Rain and mountain snow will persist through Monday morning in the Pacific Northwest into parts of California and the northern Rockies.
Winter Weather Alerts are in place for 9 million Americans along the Cascades, Rockies and the Central Plains.
As the front moves onshore Sunday into early Monday snow showers are likely and the higher elevations along The Sierra Nevada could see upwards of 6 to 10 inches of snow while surrounding areas are looking at a general 3 to 6 inches.
Texas will see rounds of rain developing Sunday morning with snow showers possible on the north side of the storm in northern Oklahoma, northern Arkansas and southern Missouri.

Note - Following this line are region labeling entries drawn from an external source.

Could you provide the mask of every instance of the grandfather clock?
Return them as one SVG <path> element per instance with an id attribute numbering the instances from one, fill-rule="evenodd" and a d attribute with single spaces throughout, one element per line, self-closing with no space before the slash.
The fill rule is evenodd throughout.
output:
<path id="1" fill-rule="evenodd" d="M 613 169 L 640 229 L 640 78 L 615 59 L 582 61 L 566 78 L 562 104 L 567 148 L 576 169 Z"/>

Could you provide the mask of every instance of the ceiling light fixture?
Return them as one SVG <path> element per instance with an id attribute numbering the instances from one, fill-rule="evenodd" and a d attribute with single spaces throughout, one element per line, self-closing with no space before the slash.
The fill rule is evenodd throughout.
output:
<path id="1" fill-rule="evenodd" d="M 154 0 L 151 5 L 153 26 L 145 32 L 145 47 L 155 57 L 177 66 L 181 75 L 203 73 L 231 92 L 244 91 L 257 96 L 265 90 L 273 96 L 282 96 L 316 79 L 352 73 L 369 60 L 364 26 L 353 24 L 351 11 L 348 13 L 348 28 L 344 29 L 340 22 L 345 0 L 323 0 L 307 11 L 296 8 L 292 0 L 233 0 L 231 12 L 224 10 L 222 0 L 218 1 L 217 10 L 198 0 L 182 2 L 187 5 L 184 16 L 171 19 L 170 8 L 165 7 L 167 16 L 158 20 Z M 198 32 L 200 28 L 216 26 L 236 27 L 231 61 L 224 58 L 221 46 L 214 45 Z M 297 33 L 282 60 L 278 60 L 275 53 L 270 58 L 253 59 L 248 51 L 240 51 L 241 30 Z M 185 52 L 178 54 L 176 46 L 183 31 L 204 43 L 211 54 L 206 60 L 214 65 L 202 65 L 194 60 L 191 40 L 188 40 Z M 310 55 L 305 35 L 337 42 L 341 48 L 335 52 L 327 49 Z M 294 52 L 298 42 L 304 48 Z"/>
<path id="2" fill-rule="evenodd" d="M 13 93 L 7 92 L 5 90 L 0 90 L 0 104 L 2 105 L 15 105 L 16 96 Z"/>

This storm moves fairly quickly across the South overnight and ends up on the East Coast by Monday morning and folks in the Appalachians could very well be looking at some snow for the morning commute from Pennsylvania to Virginia in elevated areas. Elsewhere, however, it looks like mostly rain.
Though it’s possible for a few wet snowflakes to be mixed in, it is not looking promising to see much, if any, accumulation east of I-81.
There is still uncertainty with regards to this forecast but we are monitoring the latest guidance very closely for a potential winter storm along the east coast later this week.
Below we have scenarios from two of the major computer forecasting models. You will notice that the impacts are very different in both scenarios so it is too early to give a definitive call on who exactly is getting snow or not.
The European model shows a slightly warmer solution with a very sharp cut off showing low snow accumulation amounts from Washington, D.C. through central New Jersey and into Connecticut. If this case pans out, higher accumulations will be well west of I-95. This particular model is also favoring more rain for NYC and Washington which could lower snow totals but also yield a layer of ice on outdoor surfaces.
The American (GFS) Model shows a slightly colder solution as the center of the low remains offshore. This would allow more of a snow event for Washington, D.C., Philadelphia and New York City.
Again: the differences in computer guidance are quite pronounced at this time. Impacts will rely heavily on the exact formation and location of the low as well as timing of the system. We will have greater confidence about specific impacts as we get close to the event and will update accordingly.